Michelle Stansbury, vice president of IT innovation at Houston Methodist: "We stop and think about a surgeon who is performing a procedure and needs information. Wouldn't it be nice if they could just say, 'Alexa, please show me the last scan for this patient. Please show me the last labs for this patient.' It's an easier way for the clinician not to have to stop and get someone else to pull up the information so we are investing in that technology. The other thing we are investing in is ambient listening. It's about how do we get our clinicians again back in front of the patients and not necessarily asking the patients questions and then typing them on the computer."
Sony Jacob, CIO at SSM Health (St. Louis, Mo.): "The definition of care delivery today to a large extent is symptom management; it's not cure. When I think about innovation today I ask the question: Can you use DNA sequencing to drive personalized medicine to the end consumer that actually causes disease. If you're able to do that, now you have changed the scales on how to control access in healthcare. If the patient can get the care that they need by the second visit and doesn't have to come back for more visits, now you've changed the equation on how to create more cost-effective access in the delivery system."

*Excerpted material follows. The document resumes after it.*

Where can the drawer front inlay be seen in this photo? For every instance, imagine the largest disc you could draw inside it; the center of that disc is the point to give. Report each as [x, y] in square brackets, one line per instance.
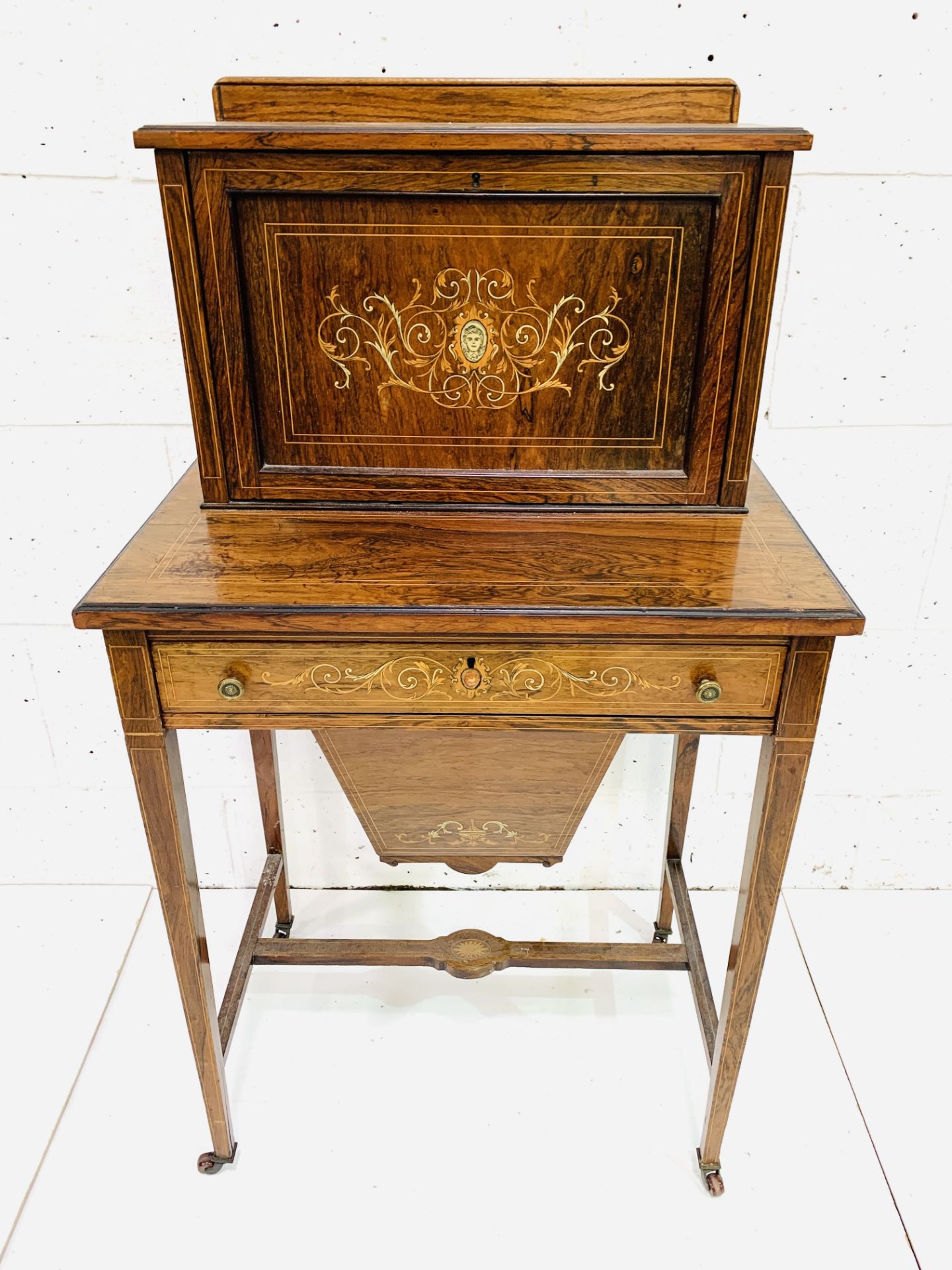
[645, 679]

Manoja Lecamwasam, system vice president of intellectual property, life sciences & device and strategic innovation at CommonSpirit Health (Chicago): "I think one of the biggest issues of having precision medicine or personalized medicine in sequencing and genomics in community hospitals like we are serving is that it's always happened at research institutions or it has been experimental in research. But 80 percent of care happens within the communities and the interaction between the physicians and the patients is the most important act in healthcare and it needs to get to that interaction, and the way that happens is community hospitals and non-academic hospitals and medical centers start to look at these innovations and incorporate that into care."